Down syndrome is a common condition and the single most common cause of a learning disability. It occurs at the rate of about 1 in 600 – 1000 births. The life expectancy of a person with Down syndrome is now 60 to 65 years with some living even beyond this age. Down syndrome has existed since the beginning of mankind, but has been described in the scientific literature as a specific condition only since 1866. Children with Down syndrome are born to parents of all social and educational levels, in all ethnic groups, to parents of all ages. The chance of having a baby with Down syndrome increases with maternal age, even more after 35 years, however most babies with Down syndrome are born to mothers under 35.
Down syndrome is a chromosomal disorder. A person with Down syndrome has an extra copy of chromosome 21 (all or part of the extra chromosome). This means the person will have 47 chromosomes instead of 46. The reason why this happens is still unknown. Chromosome 21 is the smallest of the human chromosomes. Down syndrome cannot be prevented from occuring, nor can it be cured. But with the current knowledge of genetics we know much more about the functioning of the chromosoms, especially about the number 21. This helps us to understand the typical features of the syndrome and may enable us to provide better medical care and intervention methods in the future.
Medical status and cognitive development are affected. Some individuals with Down syndrome may have serious health problems, others have few or no additional health problems. They usually experience some degree of cognitive disability.
The development of children with Down syndrome varies widely and, like everyone, they continue to learn into adult life, if given the opportunity to do so.
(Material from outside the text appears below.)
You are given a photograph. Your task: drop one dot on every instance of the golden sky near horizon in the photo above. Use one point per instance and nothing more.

However it is important to note that, like everyone else, each child or adult must be considered as an individual and it is not possible to predict the future development of a baby with Down syndrome.
Nowadays most of the children with Down syndrome attend school. – Many of them attend mainstream schools and will learn to read and write. Most adults obtain work, find partners and can lead fulfilled and quite independent lives in their commu-nities. The support they need to live an ordinary adult life will vary.
The person with Down syndrome is entitled to the same rights and should have the same opportunities to develop his/her potential as all others. With intervention and support from the beginning he or she can develop, live a full life, be a responsible citizen and a useful member of society.
The words we use to describe people convey powerful messages. Words reflect attitudes, beliefs and values. Persons with Down syndrome hear how we talk about them and this affects their self-image and self-esteem.
Always refer to the person with Down syndrome using his or her name, or a description such as: a person, a child, or an adult with Down syndrome. Another way of referring is to use the medical term Trisomy 21.
Always treat a person with Down syndrome in an age appropriate manner. – Individuals with Down syndrome are not children for their whole life. Forget all the stereotypes!